# DVO coming to the Levo.



## Gutch (Dec 17, 2010)

So I’m running a Diamond Fork and just ordered a Topaz T3. Shock was awesome on my Focus. Anyone running this set-up? I really like the fork and their customer support is awesome.


----------



## kneecap (Dec 20, 2003)

Just installed a diamond fork on my levo. Way better than the ohlins it replaced, but haven't quite figured out the "off the top thing" yet.


----------



## springs (May 20, 2017)

kneecap said:


> Just installed a diamond fork on my levo. Way better than the ohlins it replaced, but haven't quite figured out the "off the top thing" yet.


Which Ohlins and why is the DVO better?


----------



## Gutch (Dec 17, 2010)

kneecap said:


> Just installed a diamond fork on my levo. Way better than the ohlins it replaced, but haven't quite figured out the "off the top thing" yet.

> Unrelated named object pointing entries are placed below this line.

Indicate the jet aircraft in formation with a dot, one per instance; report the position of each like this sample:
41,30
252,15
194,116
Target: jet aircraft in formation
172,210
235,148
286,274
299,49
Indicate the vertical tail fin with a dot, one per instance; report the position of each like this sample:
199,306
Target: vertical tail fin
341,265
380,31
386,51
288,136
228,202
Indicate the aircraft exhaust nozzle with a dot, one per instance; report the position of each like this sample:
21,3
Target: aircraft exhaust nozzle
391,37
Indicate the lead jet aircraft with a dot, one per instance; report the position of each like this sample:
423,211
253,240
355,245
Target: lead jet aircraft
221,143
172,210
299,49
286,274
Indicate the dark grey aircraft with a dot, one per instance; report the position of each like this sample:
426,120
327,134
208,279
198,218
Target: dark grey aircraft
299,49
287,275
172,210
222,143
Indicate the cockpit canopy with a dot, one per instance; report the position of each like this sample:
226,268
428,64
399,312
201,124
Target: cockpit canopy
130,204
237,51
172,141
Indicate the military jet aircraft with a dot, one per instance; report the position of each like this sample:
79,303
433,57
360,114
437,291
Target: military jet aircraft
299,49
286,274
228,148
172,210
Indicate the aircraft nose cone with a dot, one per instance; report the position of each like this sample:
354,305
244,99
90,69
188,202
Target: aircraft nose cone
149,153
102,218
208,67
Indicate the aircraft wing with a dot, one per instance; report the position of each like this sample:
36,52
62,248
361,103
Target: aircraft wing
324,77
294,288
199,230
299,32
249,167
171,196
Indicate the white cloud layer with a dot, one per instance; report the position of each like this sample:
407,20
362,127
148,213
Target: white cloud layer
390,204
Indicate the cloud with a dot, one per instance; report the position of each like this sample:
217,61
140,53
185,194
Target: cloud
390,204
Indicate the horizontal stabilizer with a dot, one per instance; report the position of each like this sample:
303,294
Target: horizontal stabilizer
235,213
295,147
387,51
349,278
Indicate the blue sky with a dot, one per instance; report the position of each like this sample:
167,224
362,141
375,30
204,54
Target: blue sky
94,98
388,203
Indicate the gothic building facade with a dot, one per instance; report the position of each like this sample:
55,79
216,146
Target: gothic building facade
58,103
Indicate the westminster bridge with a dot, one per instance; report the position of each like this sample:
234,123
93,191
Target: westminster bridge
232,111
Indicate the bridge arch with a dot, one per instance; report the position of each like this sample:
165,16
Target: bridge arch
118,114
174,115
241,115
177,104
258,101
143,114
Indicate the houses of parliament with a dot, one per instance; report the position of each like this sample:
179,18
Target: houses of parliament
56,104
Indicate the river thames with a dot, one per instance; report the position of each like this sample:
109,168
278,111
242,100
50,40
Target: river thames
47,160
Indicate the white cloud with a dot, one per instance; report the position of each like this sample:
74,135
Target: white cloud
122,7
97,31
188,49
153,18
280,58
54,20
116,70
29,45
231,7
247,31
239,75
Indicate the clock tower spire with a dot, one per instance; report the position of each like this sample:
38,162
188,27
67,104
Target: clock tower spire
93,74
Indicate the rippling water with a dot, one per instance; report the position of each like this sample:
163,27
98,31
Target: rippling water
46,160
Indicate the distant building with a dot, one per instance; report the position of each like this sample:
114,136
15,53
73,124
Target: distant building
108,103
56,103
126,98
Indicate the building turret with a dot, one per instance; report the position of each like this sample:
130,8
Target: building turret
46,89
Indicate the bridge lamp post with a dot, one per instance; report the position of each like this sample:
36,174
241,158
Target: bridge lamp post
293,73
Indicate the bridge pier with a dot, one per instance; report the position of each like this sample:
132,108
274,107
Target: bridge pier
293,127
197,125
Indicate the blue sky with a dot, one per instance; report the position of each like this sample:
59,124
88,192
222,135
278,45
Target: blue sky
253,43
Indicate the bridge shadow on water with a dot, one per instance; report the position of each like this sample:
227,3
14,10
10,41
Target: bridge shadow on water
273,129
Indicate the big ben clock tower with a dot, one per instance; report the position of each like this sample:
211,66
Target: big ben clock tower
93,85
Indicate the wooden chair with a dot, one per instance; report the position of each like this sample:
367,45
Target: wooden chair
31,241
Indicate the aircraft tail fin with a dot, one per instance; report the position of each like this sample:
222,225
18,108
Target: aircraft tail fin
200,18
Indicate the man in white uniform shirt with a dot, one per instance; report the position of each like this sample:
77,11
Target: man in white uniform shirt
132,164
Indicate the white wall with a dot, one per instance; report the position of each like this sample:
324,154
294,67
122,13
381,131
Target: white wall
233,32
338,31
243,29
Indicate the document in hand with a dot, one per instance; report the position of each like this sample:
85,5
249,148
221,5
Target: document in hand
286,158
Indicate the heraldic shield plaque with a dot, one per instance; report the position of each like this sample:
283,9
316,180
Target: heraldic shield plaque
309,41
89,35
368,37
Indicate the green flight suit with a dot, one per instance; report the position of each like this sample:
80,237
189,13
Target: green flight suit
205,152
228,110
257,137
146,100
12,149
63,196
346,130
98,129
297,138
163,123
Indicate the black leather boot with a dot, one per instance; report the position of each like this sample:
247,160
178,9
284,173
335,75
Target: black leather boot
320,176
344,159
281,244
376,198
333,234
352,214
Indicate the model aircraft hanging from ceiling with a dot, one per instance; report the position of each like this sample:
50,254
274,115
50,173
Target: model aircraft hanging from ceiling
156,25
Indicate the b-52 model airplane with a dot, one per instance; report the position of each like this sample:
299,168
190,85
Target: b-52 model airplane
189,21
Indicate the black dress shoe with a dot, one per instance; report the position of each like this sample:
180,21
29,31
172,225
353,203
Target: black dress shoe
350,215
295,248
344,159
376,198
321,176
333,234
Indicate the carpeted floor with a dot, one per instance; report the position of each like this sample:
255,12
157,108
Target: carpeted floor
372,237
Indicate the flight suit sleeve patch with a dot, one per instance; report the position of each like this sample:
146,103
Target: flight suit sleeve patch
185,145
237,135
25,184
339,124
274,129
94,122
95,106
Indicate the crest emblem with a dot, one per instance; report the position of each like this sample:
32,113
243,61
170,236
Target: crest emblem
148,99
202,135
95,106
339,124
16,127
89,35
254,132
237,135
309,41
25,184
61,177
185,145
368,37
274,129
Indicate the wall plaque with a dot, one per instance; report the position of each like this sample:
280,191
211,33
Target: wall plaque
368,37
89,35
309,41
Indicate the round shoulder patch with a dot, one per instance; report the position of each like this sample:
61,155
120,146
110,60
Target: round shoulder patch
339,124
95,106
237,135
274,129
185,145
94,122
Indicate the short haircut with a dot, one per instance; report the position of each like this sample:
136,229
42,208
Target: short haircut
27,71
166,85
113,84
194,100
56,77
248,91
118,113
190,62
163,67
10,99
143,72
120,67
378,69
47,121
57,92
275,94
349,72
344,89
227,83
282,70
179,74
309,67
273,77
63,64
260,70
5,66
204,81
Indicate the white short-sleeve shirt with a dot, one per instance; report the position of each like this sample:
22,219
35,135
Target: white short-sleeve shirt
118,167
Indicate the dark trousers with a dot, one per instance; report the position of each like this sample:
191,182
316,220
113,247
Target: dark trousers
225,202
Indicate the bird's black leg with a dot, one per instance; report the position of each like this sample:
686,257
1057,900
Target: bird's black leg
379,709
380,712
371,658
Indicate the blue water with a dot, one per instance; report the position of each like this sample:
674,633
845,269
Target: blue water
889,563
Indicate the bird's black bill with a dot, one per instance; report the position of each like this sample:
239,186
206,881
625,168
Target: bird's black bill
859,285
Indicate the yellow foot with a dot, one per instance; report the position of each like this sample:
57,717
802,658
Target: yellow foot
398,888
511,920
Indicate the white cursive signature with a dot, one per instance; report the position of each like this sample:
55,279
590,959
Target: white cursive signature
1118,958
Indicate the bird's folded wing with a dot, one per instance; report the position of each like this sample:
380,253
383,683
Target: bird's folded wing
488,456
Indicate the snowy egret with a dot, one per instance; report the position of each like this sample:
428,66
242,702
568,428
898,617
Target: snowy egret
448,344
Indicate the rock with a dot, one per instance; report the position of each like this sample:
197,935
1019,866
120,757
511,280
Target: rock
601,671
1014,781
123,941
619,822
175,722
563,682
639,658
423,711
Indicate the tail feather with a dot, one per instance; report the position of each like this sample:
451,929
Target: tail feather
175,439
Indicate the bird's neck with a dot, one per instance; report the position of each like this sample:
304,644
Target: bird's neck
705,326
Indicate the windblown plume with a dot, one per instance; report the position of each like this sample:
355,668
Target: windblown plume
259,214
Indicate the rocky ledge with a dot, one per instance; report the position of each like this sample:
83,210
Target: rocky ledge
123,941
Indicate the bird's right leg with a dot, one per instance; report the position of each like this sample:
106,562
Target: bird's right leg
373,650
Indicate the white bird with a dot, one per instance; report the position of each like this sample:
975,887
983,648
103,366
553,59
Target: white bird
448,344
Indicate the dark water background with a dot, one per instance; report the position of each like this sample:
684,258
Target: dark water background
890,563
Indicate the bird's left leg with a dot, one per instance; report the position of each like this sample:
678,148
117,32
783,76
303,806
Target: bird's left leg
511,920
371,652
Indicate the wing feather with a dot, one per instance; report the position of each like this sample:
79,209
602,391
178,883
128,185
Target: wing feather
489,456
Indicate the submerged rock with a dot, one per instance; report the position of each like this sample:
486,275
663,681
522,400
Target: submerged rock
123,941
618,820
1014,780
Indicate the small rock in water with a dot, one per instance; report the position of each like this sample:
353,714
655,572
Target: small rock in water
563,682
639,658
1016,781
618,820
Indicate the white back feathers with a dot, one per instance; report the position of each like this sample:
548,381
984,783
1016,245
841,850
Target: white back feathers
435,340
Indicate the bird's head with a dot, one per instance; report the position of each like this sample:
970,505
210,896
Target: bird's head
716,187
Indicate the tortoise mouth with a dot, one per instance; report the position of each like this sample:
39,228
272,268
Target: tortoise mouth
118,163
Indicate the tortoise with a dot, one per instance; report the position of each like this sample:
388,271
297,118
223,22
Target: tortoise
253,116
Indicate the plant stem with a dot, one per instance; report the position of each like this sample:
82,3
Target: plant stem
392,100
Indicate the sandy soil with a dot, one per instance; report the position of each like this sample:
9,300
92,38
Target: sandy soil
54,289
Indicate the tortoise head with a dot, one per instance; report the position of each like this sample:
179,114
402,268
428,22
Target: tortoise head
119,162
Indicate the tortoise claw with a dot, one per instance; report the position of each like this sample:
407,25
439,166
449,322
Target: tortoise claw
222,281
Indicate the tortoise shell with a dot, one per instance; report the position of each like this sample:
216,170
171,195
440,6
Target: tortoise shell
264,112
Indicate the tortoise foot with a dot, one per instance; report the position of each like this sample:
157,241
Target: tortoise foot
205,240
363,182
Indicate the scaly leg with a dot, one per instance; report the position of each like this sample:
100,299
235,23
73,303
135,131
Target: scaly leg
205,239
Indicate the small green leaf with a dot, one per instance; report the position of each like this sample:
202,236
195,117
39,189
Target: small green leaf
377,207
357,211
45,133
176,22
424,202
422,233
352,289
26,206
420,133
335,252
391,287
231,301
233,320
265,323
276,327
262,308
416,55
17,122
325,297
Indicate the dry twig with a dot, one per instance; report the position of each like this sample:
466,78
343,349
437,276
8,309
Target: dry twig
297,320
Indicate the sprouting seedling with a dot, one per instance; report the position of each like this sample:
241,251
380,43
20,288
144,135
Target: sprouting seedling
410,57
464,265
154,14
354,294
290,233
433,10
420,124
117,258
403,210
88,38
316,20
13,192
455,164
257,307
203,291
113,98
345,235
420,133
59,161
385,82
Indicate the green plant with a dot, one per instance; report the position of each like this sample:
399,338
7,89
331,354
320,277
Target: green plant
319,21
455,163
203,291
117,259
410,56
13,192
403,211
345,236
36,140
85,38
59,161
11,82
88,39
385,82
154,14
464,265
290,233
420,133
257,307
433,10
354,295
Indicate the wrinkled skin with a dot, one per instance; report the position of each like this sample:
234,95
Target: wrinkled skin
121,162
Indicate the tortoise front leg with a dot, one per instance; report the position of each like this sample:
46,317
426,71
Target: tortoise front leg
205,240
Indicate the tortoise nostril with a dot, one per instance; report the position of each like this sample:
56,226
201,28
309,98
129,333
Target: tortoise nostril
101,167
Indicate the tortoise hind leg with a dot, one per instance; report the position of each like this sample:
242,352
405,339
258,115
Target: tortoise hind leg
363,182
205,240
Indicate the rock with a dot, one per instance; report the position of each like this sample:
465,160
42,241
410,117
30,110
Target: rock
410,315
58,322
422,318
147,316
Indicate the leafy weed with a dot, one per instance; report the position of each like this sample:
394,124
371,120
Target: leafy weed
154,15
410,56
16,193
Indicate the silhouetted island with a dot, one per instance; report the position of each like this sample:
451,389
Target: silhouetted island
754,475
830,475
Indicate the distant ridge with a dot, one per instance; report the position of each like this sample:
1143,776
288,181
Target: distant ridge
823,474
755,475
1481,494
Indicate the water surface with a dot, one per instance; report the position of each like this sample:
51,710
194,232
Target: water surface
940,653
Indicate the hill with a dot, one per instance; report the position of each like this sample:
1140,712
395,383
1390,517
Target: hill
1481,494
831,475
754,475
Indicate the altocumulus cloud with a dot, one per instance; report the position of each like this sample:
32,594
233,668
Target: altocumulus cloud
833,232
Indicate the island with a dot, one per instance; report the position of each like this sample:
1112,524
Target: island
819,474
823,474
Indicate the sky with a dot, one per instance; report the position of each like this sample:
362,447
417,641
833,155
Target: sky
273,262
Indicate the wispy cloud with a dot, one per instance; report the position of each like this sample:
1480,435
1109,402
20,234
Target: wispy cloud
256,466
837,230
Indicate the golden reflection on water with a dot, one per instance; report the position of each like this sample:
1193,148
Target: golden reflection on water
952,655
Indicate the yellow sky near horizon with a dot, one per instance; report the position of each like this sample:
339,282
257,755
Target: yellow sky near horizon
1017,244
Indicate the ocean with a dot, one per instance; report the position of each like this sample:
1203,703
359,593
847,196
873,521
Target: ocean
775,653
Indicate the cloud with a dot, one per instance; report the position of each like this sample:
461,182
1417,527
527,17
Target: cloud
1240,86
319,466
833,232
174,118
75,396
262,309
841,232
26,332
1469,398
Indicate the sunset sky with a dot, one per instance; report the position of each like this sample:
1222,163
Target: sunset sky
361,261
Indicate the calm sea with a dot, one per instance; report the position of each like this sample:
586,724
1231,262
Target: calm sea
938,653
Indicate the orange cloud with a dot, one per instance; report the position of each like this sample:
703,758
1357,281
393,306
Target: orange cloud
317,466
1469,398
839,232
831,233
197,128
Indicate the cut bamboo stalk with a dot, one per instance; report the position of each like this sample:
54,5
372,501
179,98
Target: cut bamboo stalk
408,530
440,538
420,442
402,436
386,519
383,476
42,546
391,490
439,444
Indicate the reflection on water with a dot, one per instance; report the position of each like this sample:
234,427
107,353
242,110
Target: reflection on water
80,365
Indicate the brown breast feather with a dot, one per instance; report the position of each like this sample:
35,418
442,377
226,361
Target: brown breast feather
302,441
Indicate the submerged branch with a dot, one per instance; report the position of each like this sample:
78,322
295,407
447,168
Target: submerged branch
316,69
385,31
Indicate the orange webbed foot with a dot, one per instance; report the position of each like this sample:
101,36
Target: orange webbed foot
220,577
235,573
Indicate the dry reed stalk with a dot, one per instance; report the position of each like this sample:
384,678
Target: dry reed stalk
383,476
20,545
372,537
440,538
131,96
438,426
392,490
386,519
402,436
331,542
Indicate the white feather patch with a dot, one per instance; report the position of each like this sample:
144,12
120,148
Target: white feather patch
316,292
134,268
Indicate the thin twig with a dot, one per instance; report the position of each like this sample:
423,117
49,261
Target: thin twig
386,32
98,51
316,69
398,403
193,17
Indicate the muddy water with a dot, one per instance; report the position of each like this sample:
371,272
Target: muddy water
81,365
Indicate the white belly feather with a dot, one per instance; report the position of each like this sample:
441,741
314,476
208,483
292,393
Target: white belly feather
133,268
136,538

It controls how plush the initial amount of travel is. Their suspension is really good, when set up properly to your weight, terrain, and riding behaviors.


----------



## kneecap (Dec 20, 2003)

Robmac, my ohlins came with my s works 18 levo. It's a TTX/RXF 36 air.
It just valved too firm for my 150 pound bod, no matter how I set it up.
It took 1 hit fine, but never kept up with faster terrain trails.

Thanks Glutch, I have that off the top set in middle area setting. Maybe I'll set it for more/+ to soften it a bit more.


----------



## Gutch (Dec 17, 2010)

kneecap said:


> Robmac, my ohlins came with my s works 18 levo. It's a TTX/RXF 36 air.
> It just valved too firm for my 150 pound bod, no matter how I set it up.
> It took 1 hit fine, but never kept up with faster terrain trails.
> 
> Thanks Glutch, I have that off the top set in middle area setting. Maybe I'll set it for more/+ to soften it a bit more.


 No worries, DVO is really good IME, call them and they will give you some great baseline settings. They ride Levo's.


----------